I am so excited to say that I am a member of the North Carolina Skillathon and Quizbowl team. This weekend we won the Ak-Sar-Ben National Livestock Quizbowl in Omaha, NE!!! We were top of the bracket the whole way through and I can't ever begin to tell you how exciting this was!!! We were recognized on stage in front of the rodeo audience... it was pretty much the best week of my life. 
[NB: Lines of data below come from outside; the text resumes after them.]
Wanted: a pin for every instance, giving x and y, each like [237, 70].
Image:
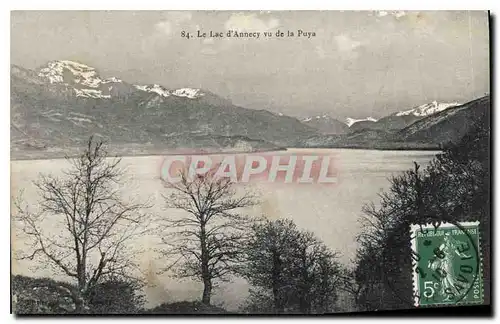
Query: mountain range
[56, 107]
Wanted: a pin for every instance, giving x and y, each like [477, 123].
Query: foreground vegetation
[289, 269]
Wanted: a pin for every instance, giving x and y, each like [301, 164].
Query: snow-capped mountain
[427, 109]
[64, 102]
[350, 121]
[87, 83]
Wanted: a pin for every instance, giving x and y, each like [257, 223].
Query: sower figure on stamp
[442, 263]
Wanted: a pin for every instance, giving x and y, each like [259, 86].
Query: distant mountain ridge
[326, 124]
[428, 132]
[55, 108]
[62, 103]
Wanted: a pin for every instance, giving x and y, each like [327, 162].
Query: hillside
[58, 106]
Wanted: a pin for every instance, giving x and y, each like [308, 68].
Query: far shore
[26, 155]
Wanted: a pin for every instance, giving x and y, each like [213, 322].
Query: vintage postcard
[249, 162]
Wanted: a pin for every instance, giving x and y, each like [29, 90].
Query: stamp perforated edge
[443, 225]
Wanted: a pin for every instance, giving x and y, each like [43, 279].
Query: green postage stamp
[447, 265]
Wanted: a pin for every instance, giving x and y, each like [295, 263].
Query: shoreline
[24, 156]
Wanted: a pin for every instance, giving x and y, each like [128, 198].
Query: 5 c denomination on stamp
[446, 264]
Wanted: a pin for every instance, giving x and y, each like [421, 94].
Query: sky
[358, 64]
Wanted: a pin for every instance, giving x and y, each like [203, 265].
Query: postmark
[447, 265]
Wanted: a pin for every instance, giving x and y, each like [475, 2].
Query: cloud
[250, 23]
[208, 51]
[173, 19]
[208, 41]
[346, 44]
[394, 13]
[164, 27]
[320, 51]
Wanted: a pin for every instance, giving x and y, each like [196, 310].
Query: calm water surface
[331, 212]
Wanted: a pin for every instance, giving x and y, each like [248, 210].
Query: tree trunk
[207, 292]
[276, 283]
[205, 272]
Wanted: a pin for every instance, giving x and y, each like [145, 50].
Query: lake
[330, 211]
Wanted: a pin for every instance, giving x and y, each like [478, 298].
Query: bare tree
[208, 238]
[291, 270]
[95, 223]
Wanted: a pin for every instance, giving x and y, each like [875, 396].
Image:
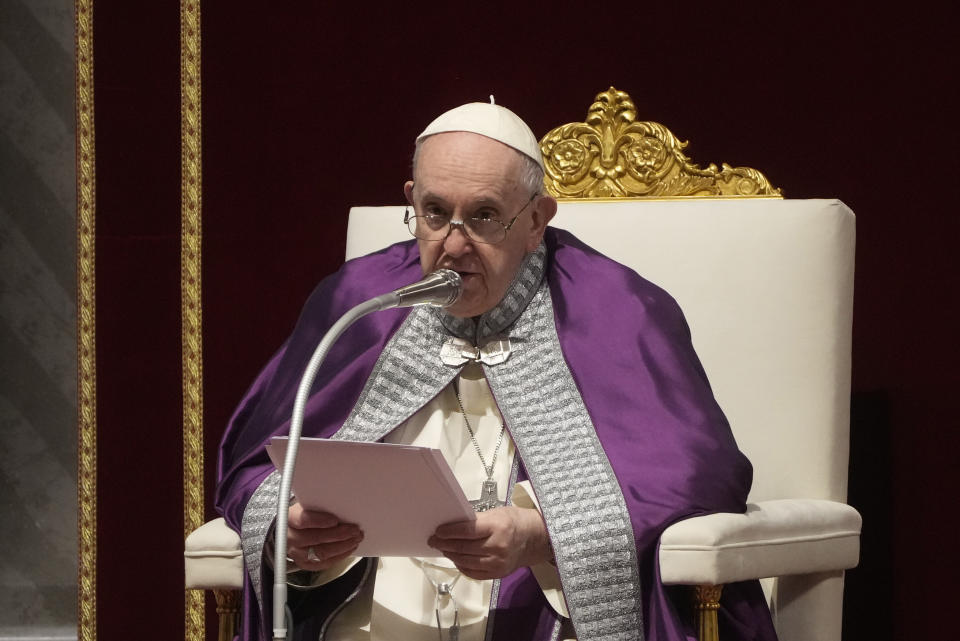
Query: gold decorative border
[613, 155]
[190, 295]
[86, 329]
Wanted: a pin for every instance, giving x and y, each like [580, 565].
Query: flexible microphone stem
[441, 289]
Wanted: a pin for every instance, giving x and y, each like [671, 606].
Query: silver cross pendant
[488, 497]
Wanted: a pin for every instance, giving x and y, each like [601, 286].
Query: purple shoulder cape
[629, 350]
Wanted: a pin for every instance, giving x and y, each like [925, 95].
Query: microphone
[441, 288]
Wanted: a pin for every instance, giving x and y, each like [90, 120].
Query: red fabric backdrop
[312, 109]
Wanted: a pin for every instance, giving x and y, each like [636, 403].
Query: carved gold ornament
[190, 294]
[612, 155]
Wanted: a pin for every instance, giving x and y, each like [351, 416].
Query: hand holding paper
[397, 495]
[318, 540]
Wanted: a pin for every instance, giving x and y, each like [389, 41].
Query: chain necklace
[444, 591]
[489, 498]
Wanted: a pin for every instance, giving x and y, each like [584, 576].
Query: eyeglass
[482, 230]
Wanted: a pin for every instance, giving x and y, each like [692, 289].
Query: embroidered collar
[525, 284]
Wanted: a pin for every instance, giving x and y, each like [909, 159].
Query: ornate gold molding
[613, 155]
[190, 294]
[706, 602]
[86, 329]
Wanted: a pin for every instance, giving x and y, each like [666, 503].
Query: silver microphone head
[441, 288]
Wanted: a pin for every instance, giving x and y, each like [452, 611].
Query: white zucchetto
[492, 121]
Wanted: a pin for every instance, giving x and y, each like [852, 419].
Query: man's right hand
[318, 540]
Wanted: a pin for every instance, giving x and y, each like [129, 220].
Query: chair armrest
[772, 538]
[212, 557]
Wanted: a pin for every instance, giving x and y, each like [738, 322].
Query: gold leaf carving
[613, 155]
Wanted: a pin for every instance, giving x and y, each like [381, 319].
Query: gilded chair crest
[613, 155]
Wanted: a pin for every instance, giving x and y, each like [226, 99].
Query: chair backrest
[767, 288]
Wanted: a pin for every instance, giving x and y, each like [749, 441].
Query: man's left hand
[497, 543]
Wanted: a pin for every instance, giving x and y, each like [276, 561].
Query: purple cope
[629, 350]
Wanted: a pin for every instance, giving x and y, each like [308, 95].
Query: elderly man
[581, 429]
If you love livestock thwn definitely look into skillathon and quizbowl!! It will change your life


----------



## Used2bmimi (Oct 3, 2012)

Very nice! Congratulations! That is quite an accomplishment. Something you will always remember.


----------



## ksalvagno (Oct 6, 2009)

Wow, that is fantastic! Congratulations!


----------



## Scottyhorse (Feb 11, 2013)

Woohoo!! Congrats


----------



## Dani-1995 (Mar 11, 2011)

Thanks!!!


----------



## MoKa-Farms (Jun 19, 2013)

Congrats!


----------



## toth boer goats (Jul 20, 2008)

Congrats


----------



## Dani-1995 (Mar 11, 2011)

Thank you!!!!


----------